SAN DIEGO, CA—Coadministration of tenofovir alafenamide-based single tablet regimens for HIV with ledipasvir/sofosbuvir does not require dose modification, results from a drug-drug interaction study presented at IDWeek 2015 has shown.

About one-third of HIV patients have a co-infection with hepatitis C virus (HCV).  Concomitant use of antivirals to treat HCV (eg, ledipasvir) with antiretrovirals for HIV (eg, tenofovir alafenamide) may conflict with drug-drug interactions, as ledipasvir is a P-glycoprotein (P-gp) inhibitor and tenofovir alafenamide is a P-gp substrate.

Joseph Custodio, PhD, and colleagues from Gilead Sciences, Inc., Foster City, CA, conducted studies to evaluate drug-drug interactions between tenofovir alafenamide-based regimens rilpivirine/emtricitabine/tenofovir alafenamide (R/F/TAF) or elvitegravir/cobicistat/emtricitabine/tenofovir alafenamide (E/C/F/TAF) and the fixed-dose combination of ledipasvir/sofosbuvir (LDV/SOF),  an anti-HCV agent.

Study 1 (n=42) and Study 2 (n=30) were multi-dose, randomized, crossover studies evaluated healthy volunteers that received R/F/TAF 25mg/200mg/24mg (Study 1) or E/C/F/TAF 150mg/150mg/200mg/10mg (Study 2), alone or in combination with LDV/SOF daily with food for 11 (Study 1) or 10 (Study 2) days.

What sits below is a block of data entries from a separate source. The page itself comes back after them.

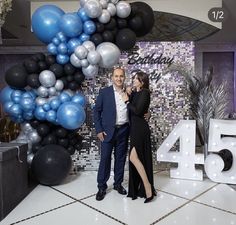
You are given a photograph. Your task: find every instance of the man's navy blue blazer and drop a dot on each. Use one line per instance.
(105, 112)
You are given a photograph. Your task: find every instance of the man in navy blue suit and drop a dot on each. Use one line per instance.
(112, 127)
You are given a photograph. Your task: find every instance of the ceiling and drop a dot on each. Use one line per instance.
(168, 27)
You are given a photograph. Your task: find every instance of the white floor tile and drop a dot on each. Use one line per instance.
(184, 188)
(196, 214)
(82, 184)
(41, 199)
(133, 212)
(73, 214)
(222, 196)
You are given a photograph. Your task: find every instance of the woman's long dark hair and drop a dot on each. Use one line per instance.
(143, 78)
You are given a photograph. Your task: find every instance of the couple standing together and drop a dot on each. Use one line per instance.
(118, 115)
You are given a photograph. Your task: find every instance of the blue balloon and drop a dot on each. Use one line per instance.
(5, 94)
(55, 103)
(71, 115)
(56, 41)
(15, 110)
(89, 27)
(80, 99)
(71, 25)
(27, 104)
(73, 43)
(64, 97)
(63, 59)
(83, 15)
(62, 48)
(45, 22)
(52, 48)
(7, 106)
(51, 116)
(39, 113)
(84, 37)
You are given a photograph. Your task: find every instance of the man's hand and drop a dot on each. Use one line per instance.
(101, 136)
(147, 116)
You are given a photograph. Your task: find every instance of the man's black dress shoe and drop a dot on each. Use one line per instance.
(120, 189)
(100, 195)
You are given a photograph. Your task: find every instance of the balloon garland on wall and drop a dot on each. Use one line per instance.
(43, 91)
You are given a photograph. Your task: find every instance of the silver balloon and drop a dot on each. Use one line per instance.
(123, 9)
(84, 63)
(34, 137)
(90, 71)
(93, 57)
(59, 85)
(82, 2)
(81, 52)
(111, 8)
(93, 8)
(105, 17)
(30, 158)
(52, 91)
(40, 101)
(104, 3)
(89, 45)
(42, 91)
(47, 78)
(110, 54)
(75, 61)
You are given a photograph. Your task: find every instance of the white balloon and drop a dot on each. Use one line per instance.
(123, 9)
(89, 45)
(81, 52)
(105, 16)
(93, 8)
(111, 8)
(59, 85)
(75, 61)
(110, 54)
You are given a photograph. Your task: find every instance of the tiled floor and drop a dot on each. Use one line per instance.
(178, 202)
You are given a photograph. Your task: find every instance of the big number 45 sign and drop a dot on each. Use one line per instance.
(187, 158)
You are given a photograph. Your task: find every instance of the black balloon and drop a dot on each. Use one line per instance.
(96, 39)
(57, 69)
(33, 80)
(111, 24)
(51, 164)
(125, 39)
(73, 85)
(50, 59)
(69, 69)
(79, 77)
(16, 76)
(147, 14)
(43, 130)
(61, 132)
(42, 65)
(108, 36)
(121, 23)
(99, 27)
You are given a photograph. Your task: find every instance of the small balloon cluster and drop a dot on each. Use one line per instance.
(110, 25)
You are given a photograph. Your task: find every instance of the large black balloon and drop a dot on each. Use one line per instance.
(96, 39)
(125, 39)
(79, 77)
(69, 69)
(43, 130)
(51, 164)
(147, 15)
(227, 157)
(33, 80)
(57, 69)
(16, 76)
(108, 36)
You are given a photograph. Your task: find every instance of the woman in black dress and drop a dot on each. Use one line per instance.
(140, 155)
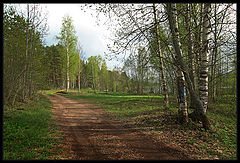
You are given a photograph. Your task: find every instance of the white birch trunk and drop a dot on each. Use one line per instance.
(165, 91)
(203, 78)
(172, 16)
(67, 86)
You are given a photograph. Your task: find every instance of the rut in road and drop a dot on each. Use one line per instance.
(94, 136)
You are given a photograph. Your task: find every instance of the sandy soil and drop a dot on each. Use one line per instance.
(91, 135)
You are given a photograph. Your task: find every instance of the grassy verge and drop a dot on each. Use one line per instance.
(29, 132)
(147, 112)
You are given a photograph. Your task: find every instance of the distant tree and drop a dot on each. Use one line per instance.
(68, 40)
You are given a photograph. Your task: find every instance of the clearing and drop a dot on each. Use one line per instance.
(91, 135)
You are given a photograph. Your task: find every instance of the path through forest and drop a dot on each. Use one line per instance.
(92, 135)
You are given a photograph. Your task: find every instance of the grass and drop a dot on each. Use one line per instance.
(148, 111)
(29, 132)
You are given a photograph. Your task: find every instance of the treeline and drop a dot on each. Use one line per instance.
(191, 47)
(23, 52)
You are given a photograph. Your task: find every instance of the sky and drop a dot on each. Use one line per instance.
(92, 37)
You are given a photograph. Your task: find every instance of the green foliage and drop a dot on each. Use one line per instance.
(148, 111)
(29, 132)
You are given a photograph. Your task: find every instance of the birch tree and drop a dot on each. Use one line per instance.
(203, 78)
(197, 104)
(68, 40)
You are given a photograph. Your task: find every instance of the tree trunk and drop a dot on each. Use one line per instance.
(165, 91)
(203, 78)
(182, 110)
(67, 85)
(197, 104)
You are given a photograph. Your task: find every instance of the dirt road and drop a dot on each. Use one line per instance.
(94, 136)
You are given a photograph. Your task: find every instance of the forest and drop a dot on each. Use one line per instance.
(185, 53)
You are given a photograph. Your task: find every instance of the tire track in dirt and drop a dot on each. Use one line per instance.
(94, 136)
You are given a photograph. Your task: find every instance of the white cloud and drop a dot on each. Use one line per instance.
(91, 36)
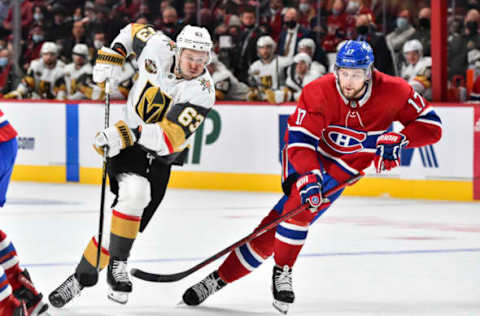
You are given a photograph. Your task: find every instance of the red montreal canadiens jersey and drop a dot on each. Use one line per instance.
(332, 134)
(7, 132)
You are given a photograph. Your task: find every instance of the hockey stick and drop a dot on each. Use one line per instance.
(104, 177)
(152, 277)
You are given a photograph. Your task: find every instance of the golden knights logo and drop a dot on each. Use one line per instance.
(150, 66)
(172, 45)
(152, 104)
(205, 85)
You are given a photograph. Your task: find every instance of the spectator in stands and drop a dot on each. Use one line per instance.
(460, 46)
(78, 36)
(336, 27)
(291, 34)
(423, 30)
(267, 75)
(98, 40)
(403, 32)
(227, 87)
(474, 63)
(416, 69)
(299, 74)
(306, 12)
(246, 44)
(60, 28)
(26, 16)
(170, 22)
(7, 75)
(366, 32)
(45, 77)
(189, 13)
(307, 46)
(32, 46)
(274, 18)
(78, 76)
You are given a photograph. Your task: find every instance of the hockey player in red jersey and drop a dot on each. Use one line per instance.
(18, 296)
(340, 125)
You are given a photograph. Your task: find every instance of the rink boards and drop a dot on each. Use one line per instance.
(238, 149)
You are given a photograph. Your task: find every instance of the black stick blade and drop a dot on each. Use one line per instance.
(153, 277)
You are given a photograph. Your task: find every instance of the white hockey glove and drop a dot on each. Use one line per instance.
(108, 65)
(116, 138)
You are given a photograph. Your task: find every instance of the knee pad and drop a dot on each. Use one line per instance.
(133, 194)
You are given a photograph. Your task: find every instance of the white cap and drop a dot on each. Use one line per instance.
(80, 49)
(308, 42)
(265, 41)
(49, 47)
(413, 45)
(302, 57)
(196, 38)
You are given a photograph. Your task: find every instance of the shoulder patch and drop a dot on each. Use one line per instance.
(150, 66)
(172, 45)
(205, 84)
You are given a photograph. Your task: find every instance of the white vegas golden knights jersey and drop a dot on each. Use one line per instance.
(270, 75)
(42, 82)
(176, 107)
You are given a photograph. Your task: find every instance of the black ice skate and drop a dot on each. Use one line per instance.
(282, 289)
(63, 294)
(118, 280)
(198, 293)
(30, 295)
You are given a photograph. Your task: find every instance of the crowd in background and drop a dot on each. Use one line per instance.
(264, 50)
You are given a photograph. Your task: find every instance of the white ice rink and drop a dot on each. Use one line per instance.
(365, 256)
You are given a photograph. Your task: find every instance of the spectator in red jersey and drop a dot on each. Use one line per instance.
(6, 71)
(26, 13)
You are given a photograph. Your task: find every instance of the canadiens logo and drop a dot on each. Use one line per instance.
(150, 66)
(343, 140)
(205, 85)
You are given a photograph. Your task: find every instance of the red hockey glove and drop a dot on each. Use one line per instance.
(310, 188)
(388, 151)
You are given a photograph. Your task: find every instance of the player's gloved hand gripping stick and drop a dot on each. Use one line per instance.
(180, 275)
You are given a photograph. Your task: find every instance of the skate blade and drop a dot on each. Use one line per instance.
(39, 309)
(118, 297)
(282, 307)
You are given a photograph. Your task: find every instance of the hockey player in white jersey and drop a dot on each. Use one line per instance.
(299, 74)
(267, 75)
(170, 99)
(227, 86)
(416, 69)
(45, 77)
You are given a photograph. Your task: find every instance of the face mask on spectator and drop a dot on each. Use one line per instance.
(98, 44)
(424, 22)
(290, 24)
(472, 26)
(304, 7)
(37, 38)
(38, 16)
(402, 23)
(362, 29)
(352, 7)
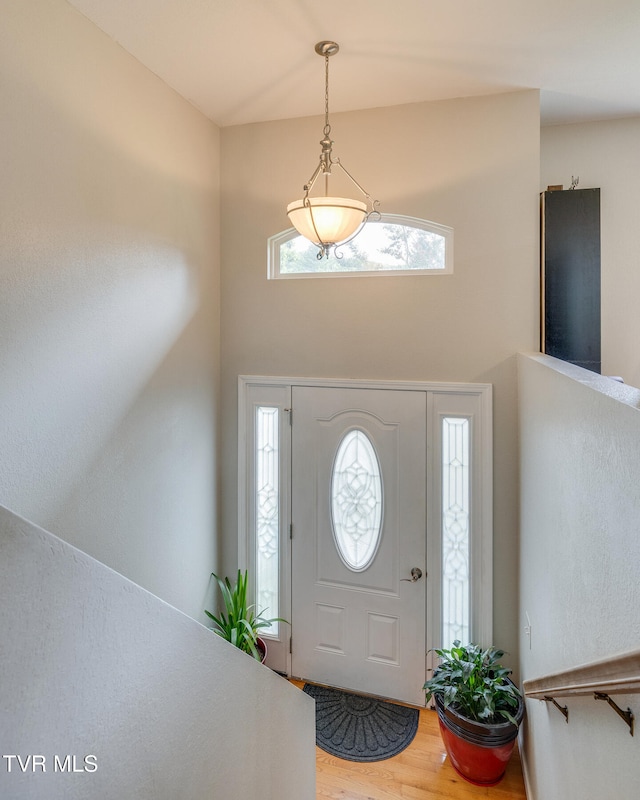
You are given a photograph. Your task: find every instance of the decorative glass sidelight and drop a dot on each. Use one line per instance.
(267, 514)
(455, 530)
(356, 500)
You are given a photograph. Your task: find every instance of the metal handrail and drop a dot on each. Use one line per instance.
(616, 675)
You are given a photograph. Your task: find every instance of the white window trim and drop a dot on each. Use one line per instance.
(473, 400)
(275, 242)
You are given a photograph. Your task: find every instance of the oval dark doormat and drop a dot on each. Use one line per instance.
(361, 728)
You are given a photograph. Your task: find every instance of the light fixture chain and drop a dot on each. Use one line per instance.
(327, 127)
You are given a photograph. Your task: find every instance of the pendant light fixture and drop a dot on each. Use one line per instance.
(328, 221)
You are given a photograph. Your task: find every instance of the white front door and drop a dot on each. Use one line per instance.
(359, 533)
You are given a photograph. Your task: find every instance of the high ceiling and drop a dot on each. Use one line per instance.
(242, 61)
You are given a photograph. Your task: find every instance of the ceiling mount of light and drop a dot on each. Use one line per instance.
(328, 221)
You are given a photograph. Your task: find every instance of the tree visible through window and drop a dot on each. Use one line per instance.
(393, 245)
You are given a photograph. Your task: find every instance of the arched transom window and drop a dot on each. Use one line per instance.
(392, 245)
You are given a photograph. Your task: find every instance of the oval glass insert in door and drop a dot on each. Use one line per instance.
(356, 500)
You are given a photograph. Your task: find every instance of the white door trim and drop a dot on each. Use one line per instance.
(482, 492)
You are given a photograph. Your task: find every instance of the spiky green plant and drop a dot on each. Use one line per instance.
(473, 682)
(239, 623)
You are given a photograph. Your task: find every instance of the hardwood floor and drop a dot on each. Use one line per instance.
(421, 772)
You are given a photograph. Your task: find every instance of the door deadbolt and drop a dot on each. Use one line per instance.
(416, 574)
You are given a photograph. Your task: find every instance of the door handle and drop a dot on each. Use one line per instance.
(416, 574)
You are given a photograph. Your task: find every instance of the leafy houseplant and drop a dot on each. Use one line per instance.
(479, 710)
(239, 623)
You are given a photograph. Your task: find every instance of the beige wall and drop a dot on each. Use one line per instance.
(146, 699)
(109, 292)
(605, 155)
(472, 164)
(580, 550)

Dr. Custodio and team analyzed plasma concentrations of rilpivirine, elvitegravir, cobicistat, emtricitabine, tenofovir alafenamide and its metabolite (TFV), ledipasvir, sofosbuvir and its metabolite (GS-331007). Pharmacokinetic parameters were calculated via non-compartmental analysis. Geometric least squares mean ratio (combination vs. alone) and 90% confidence intervals for the analytes’ AUC, Cmax, Ctau were figured by linear mixed effect modeling and compared to lack of alteration bounds.

Across both studies, treatments were generally well tolerated. The GLSM and 90% confidence intervals for all analytes were contained within the prespecified bounds except TFV when RPV/FTC/TAF was coadministered with LDV/SOF. Another exception was observed with cobicistat when E/C/F/TAF was coadministered with LDV/SOF; and with LDV/SOF when coadministered with E/C/TAF.

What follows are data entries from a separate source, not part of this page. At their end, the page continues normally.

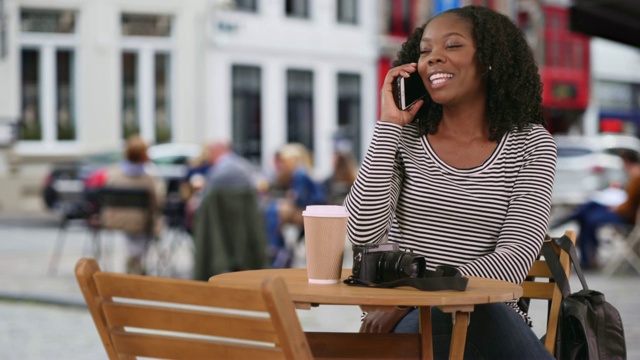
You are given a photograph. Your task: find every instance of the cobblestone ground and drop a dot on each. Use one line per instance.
(31, 328)
(31, 331)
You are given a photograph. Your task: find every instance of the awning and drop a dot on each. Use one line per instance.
(617, 20)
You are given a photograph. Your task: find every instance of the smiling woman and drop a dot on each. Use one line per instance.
(463, 177)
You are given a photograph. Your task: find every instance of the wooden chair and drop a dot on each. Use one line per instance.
(186, 319)
(540, 285)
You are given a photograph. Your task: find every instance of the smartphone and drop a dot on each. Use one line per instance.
(406, 91)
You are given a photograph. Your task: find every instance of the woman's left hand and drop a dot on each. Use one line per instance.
(382, 321)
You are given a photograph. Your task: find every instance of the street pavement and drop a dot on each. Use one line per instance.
(44, 316)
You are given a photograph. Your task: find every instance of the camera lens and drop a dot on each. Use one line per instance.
(399, 265)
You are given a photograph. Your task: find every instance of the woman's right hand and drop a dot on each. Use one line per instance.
(388, 109)
(382, 321)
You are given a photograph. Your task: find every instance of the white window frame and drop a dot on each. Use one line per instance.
(47, 44)
(146, 48)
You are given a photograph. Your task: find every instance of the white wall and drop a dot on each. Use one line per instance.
(276, 43)
(98, 45)
(9, 77)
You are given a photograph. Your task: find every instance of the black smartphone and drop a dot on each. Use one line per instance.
(406, 91)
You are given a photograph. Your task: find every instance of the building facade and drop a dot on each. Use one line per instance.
(79, 76)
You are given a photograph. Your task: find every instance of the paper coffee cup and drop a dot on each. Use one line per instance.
(325, 231)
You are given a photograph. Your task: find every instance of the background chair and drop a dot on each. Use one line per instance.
(540, 285)
(624, 245)
(132, 203)
(76, 209)
(182, 319)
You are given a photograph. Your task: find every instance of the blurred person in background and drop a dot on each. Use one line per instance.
(132, 173)
(228, 228)
(193, 184)
(338, 184)
(228, 169)
(294, 177)
(606, 207)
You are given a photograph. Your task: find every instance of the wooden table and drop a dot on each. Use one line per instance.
(347, 345)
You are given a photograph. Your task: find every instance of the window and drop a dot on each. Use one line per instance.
(146, 79)
(130, 120)
(146, 25)
(31, 125)
(247, 113)
(399, 21)
(347, 11)
(300, 107)
(47, 21)
(349, 111)
(47, 74)
(297, 8)
(246, 5)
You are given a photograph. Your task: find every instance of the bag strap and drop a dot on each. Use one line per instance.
(553, 261)
(443, 278)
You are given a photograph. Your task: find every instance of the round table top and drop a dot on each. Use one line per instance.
(479, 290)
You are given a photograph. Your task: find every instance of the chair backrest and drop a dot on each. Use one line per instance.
(186, 319)
(111, 197)
(540, 285)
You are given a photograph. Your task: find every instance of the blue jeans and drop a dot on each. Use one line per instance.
(495, 331)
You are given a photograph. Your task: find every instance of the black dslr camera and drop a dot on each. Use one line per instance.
(386, 262)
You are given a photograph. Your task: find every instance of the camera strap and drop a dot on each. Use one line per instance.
(442, 278)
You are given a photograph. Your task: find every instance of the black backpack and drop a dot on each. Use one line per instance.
(588, 326)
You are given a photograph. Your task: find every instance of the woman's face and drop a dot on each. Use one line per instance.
(448, 63)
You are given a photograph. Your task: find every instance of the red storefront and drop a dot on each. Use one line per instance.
(565, 71)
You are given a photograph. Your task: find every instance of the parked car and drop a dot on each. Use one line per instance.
(65, 184)
(587, 164)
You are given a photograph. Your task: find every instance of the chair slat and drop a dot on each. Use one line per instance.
(246, 327)
(159, 346)
(537, 290)
(540, 269)
(187, 319)
(180, 291)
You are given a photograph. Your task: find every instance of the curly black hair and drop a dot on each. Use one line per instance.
(514, 89)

Though the TFV exposure was increased following coadministration of R/F/TAF + LDV/SOF, the mean TFV AUCtau was approximately 5 times lower than TFV vs. TDF. It remained within the range of TFV where it did not lead to renal adverse events or bone loss (E/C/F/TAF). “There was no association between higher cobicistat exposure and incidence of adverse events and renal function parameters,” added Dr. Custodio. The higher exposures of LDV and SOF were still in the exposure-safety range, supporting the conclusion that R/F/TAF or E/C/TAF may be coadministered with LDV/SOF without altering the dose.